Me asomo al despacho de C., tras el tiempo pasado en España. C. es la responsable de la biblioteca de la facultad. Antes de verano cogió el Covid y este le dejó como secuela una afonía áspera, oscura, cóncava. Esperaba encontrarla recuperada, pensaba que la cosa sería temporal. Pero no. Me dice que es como si se le hubiera secado una parte de las cuerdas vocales: ahora son un fideo antes de cocer, en blanco y negro. Y no tiene cura. Ella parece animada, pero me da pena su situación. Lo único que puede hacer es ejercitar las cuerdas vocales vivas. Como hacer largos de piscina, pero con la logopeda. Me pregunto, al escucharla hablar desde muy lejos estando a mi lado, si su marido la querrá igual, ahora que es un poco menos ella; si sus hijos reconocerán a la misma madre. Algunas preguntas que nos surgen frente a la fragilidad ajena hablan más –claro– de los propios miedos que de la realidad.

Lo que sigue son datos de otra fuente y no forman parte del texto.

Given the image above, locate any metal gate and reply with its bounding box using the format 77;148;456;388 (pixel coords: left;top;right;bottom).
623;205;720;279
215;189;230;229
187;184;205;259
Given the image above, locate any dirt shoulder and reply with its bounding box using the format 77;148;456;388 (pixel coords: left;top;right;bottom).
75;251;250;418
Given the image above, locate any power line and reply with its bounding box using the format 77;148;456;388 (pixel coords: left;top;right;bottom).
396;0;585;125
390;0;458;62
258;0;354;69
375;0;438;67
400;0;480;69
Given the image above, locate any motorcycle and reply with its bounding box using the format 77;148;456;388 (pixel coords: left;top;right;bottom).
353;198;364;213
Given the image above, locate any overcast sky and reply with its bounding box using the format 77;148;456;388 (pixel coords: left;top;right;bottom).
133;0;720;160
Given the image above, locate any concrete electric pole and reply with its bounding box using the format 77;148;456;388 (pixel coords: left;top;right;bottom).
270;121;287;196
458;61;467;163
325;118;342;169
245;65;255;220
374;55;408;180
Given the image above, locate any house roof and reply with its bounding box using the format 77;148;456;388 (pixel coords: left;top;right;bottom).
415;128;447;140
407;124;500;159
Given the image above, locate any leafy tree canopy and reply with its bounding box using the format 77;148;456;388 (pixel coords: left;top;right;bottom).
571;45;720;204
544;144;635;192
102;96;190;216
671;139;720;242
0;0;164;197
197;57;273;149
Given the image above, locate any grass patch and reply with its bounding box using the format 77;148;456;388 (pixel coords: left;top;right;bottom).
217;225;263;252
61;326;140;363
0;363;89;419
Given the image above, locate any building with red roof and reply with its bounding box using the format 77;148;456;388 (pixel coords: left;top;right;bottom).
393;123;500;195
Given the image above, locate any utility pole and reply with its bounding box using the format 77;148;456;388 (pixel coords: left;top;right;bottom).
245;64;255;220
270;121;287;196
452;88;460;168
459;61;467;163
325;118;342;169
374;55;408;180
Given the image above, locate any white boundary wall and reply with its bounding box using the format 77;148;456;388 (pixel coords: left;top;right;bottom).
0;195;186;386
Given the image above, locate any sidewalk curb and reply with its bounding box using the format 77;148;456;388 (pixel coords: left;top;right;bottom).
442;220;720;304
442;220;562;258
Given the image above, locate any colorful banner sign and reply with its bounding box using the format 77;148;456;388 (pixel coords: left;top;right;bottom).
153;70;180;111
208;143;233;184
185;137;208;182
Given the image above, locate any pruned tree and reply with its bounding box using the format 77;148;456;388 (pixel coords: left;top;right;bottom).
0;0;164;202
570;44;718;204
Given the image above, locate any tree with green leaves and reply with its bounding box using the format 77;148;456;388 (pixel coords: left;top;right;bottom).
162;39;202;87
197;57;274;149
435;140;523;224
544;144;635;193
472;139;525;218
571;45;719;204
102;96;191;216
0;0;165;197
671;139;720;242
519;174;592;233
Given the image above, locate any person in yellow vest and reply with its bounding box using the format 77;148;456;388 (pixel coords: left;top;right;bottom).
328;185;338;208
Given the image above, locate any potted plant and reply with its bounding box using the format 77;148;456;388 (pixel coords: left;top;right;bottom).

Sin embargo, es verdad que también nos enamoramos de las voces. O nos enamoramos, y entonces nos vale cualquier voz. En ese sentido, el problema con Dios es que, como no conocemos la suya, le podemos poner la que queramos, y por eso mismo a veces sale un tono que no queremos. Tonos que tienen más que ver con nuestro inconsciente y algún ángulo mal iluminado. Desde Belén hasta la cruz, y luego resucitado, Jesús vive para que la voz de Dios tenga para nosotros los graves y los agudos del amor. Si Aquel se ha encarnado podemos contar, en todo caso, con que su comunicación será también a través de nuestra piel, cuando parece que le fallan las cuerdas vocales. Ya decía Balthasar –el teólogo, no el rey mago– que la experiencia mariana de Dios tenía que ver, sobre todo, con el tacto. Y supongo que es verdad: aunque la cosa empezara con «hágase en mí según tu palabra», eso no tiene que ser nada, en comparación con la sensibilidad superlativa de un embarazo.

Oír, escuchar, sentir. Incluso la neurociencia nos dice que estamos hablando de experiencias que se rozan entre sí. En su libro Los sentidos (Ariel, 2019), el catedrático Ignacio Morgado cuenta que «observaciones recientes muestran que la piel funciona también como un ‘tercer oído’ que posiblemente ayuda a comprender el lenguaje. Las corrientes de aire que creamos al hablar son captadas por la piel de nuestro interlocutor, aunque su oído no sea consciente de ellas». Es decir que, cuando Jesús curó al leproso, lo que hizo –para reintegrarle en la comunidad– fue darle un oído más fino. Curando su piel, le ayudó a comprender cosas que todavía no oía; por si a Dios el Covid le dejaba también algo afónico, y a nosotros más insensibles. Increíble.